Case Study

Text analysis tutorial created by Dr. Joanna Mundy at the Emory Center for Digital Scholarship.

Bertha Clay is a pen name originally used by Charlotte Mary Brame, an author of genre fiction, who lived from 1836 to 1884. The pen name, however, lived on considerably, and was picked up as a “house name” for authors by Street & Smith among other publishers, and used variously by authors, many of them male.[1] After the death of Brame, Street & Smith often had authors take and reprint material taken from other publishers, reworked into the pattern of a Bertha Clay novel. Among these authors was John Coryell, author of the Nick Carter novels, who published many novels under the name Bertha Clay close the time of her death, when some of her novels were still being published posthumously.[2]

In the Women Writer’s Collection of Genre Fiction, we have one novel, Married for her Beauty or, A Bitter Atonement, which is listed as written by Bertha Clay, as a pen name for Charlotte Brame (1836-1884). However, we have three other novels written by Bertha Clay in our collection: Beyond Atonement, Repented at Leisure, and New Love or Old. The records on who wrote which Bertha Clay novel are not fully complete, and difficult to track down. This situation provides the opportunity for us to examine these works through text mining to see if we can determine the authors by means of their word choice.

Part One: Preparing the Corpus

First we had to gather a collection of works that include our four Bertha Clay novels, and other novels by Bertha Clay, by John Coryell, and by other authors who published as Bertha Clay. We gathered 37 works by this author selection.


We have also included four works by Mrs. Margaret Wolfe Hamilton Hungerford, called The Duchess, to act as controls. These works, known to also be romance genre fiction by a different single author, provide a contrast.

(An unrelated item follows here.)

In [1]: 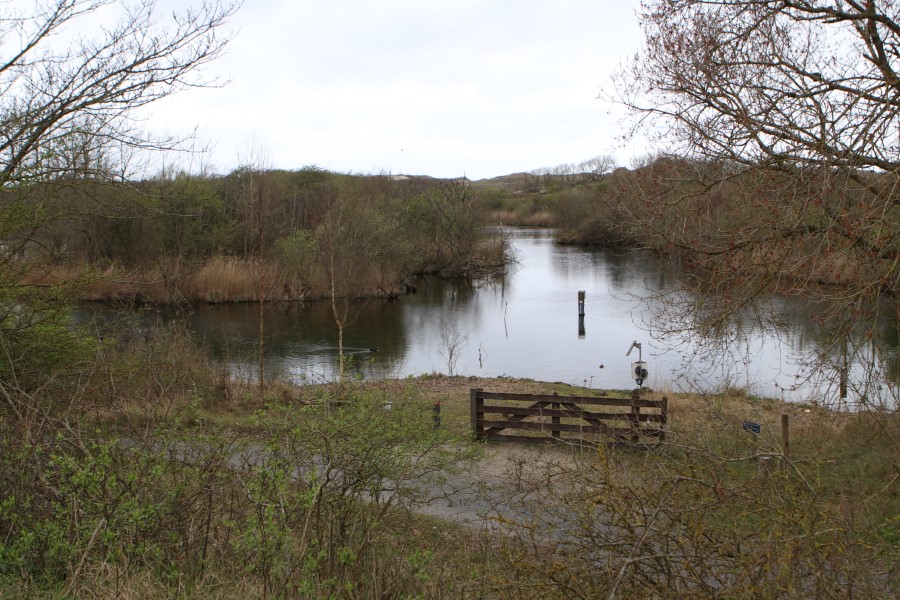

Now that we have our corpus, which you can download here, we open RStudio. For this corpus we cleaned and removed only the numbers and punctuation out of the text. The 100 most common words are typically the words that most exhibit authorship, words such as and, the, he, and she, so it is important for this study not to remove stopwords.

When you start RStudio, it is a good idea for text mining to go ahead and load the primary libraries. We will not use Mallet for this tutorial, but the statement below prepares your RStudio session, should you want to use it on this corpus also.


Now we are booted and ready to go. The first step to process the corpus, and remove numbers and punctuation, particularly important when there may be OCR errors in your text sample, is to import the corpus with tm.

> whoisclay <- VCorpus(DirSource("/path/to/clay_corpus/"))

This creates a VCorpus that we can manipulate using the TM library. Then we will want to remove the punctuation, but not all punctuation is the same. First, let’s remove contractions! For instance, you do not want to replace the ‘ in let’s with a space, because that would leave you with two words “let” “s”, and the “s” would throw off your study. Let’s create a statement to remove ‘ and replace it with an empty string “”, so that let’s becomes “lets”. We can use content_transformer to do this.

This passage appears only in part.